Global Economy

Colombian Rebel Group Claims Responsibility for Police Bombing



BOGOTÁ, Colombia—The National Liberation Army, a Colombian rebel group, took responsibility for the car bomb that killed 20 cadets last week at a police academy, the worst terrorist attack to hit this South American country in 15 years.

The ELN, in a statement posted on its official website Monday, said the attack was part of its decadeslong conflict with the government after 17 months of peace talks between both sides had fizzled. The guerrilla group said it was still open to dialogue with the government.

President Ivan Duque’s government, promising to bring rebel leaders to justice, said that it would use the ELN’s statement to heighten pressure on foreign countries such as Cuba and neighboring Venezuela to extradite ELN leaders that have taken haven there.

“The ELN committed an act that the international community unanimously condemns,” said Miguel Ceballos, the government’s top peace negotiator with the ELN. “The ELN had a grand opportunity to show its will for peace and it did not do that.”

Both Havana and Caracas have supported the ELN’s leftist cause but have denied that terrorist attacks in Colombia are being planned out of their territories.

Founded in 1964 by Cuban-inspired Marxists and Catholic priests, the ELN operates out of rural areas between Colombia and Venezuela.
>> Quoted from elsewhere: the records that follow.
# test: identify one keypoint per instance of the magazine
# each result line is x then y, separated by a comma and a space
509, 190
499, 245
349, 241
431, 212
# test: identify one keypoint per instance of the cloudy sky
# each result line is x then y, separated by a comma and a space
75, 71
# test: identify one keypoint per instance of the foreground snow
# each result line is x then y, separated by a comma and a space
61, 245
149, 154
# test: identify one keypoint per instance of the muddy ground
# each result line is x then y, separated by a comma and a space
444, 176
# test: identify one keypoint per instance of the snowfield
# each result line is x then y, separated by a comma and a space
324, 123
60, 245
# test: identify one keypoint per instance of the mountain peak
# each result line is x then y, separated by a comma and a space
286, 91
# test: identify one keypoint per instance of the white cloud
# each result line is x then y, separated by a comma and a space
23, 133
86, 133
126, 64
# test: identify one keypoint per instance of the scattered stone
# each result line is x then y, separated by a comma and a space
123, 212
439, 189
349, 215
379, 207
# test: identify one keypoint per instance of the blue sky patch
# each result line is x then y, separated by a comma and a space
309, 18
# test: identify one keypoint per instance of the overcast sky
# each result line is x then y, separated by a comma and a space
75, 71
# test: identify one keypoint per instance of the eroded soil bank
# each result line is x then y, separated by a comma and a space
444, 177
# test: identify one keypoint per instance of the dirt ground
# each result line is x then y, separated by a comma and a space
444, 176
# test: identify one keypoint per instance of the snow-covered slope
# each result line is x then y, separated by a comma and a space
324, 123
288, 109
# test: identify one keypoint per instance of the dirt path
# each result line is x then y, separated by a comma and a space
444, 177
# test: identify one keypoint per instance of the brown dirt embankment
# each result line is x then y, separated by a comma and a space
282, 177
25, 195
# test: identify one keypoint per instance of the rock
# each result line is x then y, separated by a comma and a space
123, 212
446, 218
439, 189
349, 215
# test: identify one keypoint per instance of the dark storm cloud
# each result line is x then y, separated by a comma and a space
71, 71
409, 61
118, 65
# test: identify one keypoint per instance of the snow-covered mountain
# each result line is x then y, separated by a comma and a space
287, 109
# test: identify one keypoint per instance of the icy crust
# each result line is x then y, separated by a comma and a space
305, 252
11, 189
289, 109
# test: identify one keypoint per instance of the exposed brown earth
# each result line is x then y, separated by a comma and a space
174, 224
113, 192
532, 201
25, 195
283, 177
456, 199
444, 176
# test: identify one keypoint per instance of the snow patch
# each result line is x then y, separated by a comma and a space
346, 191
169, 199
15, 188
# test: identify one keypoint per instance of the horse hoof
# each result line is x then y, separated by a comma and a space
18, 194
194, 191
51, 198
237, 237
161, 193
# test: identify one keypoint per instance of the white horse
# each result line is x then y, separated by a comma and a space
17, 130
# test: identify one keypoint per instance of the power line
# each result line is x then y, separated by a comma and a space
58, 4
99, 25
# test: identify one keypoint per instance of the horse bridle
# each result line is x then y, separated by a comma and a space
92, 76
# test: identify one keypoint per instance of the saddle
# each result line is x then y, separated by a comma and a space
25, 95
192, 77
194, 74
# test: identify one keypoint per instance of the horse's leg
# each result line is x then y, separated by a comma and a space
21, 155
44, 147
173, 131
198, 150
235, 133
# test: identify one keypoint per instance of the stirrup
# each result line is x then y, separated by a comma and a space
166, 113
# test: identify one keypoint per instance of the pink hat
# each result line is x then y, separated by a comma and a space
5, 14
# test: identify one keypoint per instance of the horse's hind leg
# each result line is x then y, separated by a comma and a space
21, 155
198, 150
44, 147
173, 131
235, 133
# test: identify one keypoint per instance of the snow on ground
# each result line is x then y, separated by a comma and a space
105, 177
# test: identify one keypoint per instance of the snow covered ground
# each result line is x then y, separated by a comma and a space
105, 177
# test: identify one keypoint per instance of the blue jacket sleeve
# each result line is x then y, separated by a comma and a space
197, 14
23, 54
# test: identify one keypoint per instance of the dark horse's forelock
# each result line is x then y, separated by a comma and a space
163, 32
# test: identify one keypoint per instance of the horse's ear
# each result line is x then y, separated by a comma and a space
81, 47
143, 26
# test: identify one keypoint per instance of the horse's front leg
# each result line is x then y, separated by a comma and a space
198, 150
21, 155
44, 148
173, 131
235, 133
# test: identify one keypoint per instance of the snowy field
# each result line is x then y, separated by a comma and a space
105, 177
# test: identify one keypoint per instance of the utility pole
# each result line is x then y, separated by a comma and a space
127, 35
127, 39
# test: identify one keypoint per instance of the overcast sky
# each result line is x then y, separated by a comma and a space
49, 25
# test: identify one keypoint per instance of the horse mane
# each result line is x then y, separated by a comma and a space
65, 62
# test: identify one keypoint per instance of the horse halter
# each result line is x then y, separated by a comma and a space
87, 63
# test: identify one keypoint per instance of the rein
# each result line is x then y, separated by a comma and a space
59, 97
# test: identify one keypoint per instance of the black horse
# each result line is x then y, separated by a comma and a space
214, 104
Colombian authorities accuse the group of profiting off kidnappings, drug-trafficking and illegal mining while carrying out attacks against Colombian security forces as well as frequent bombings of oil pipelines.

With about 2,000 members, the ELN has become Colombia’s largest insurgency since the country’s other Marxist guerrilla organization, the Revolutionary Armed Forces of Colombia, or FARC, demobilized under a 2016 peace pact and converted into a political party.

Efforts at negotiating a deal with the ELN had started under Mr. Duque’s predecessor, Juan Manuel Santos, but have made little progress with the rebels and the government accusing each other of instigating violence. Mr. Duque’s government says it won’t continue talks until the ELN halts all criminal activities and releases 16 hostages that it is accused of holding.

Calling the attack an act of self-defense, the ELN said it targeted the General Santander National Police Academy in Bogotá because it is where 900 cadets train for anti-insurgent military and intelligence operations.

“That’s why the operation realized against these facilities and troops is legal, within the rules of war,” said the statement signed by the ELN’s leaders. “There were no noncombatant victims.”

Colombian officials dismissed the ELN’s argument. “This was an act of terrorism against unarmed people, students, families, children,” said Mr. Ceballos.

Authorities say the bombing was carried out by a 56-year-old man identified as José Aldemar Rojas, who had lost an arm manipulating explosives as a bombs expert and ELN member dating back at least to 1994.

At about 9:30 a.m. on Thursday, Mr. Rojas drove a 4×4 truck carrying nearly 180 pounds of explosives into a side entrance of the academy typically reserved for heavy cargoes and rushed through a gate that had been opened to let out departing vehicles, Colombian officials said.

Mr. Rojas’s vehicle exploded near a women’s dormitory, killing him, 20 cadets between the ages of 18 and 23 and leaving dozens more injured. Officials said it was unclear whether the act was planned as a suicide bombing, an unusual tactic in the decades of bloody, drug-fueled conflict that had once plagued Colombia, but which has declined drastically in recent years.

Thousands of Colombians on Sunday took to the streets in cities across the nation in a march calling for unity against the ELN attack.

“We are all Colombia when terrorism tries to rip away our hopes,” Mr. Duque said at a church ceremony honoring the fallen. “And we will all be Colombia in order to defeat it.”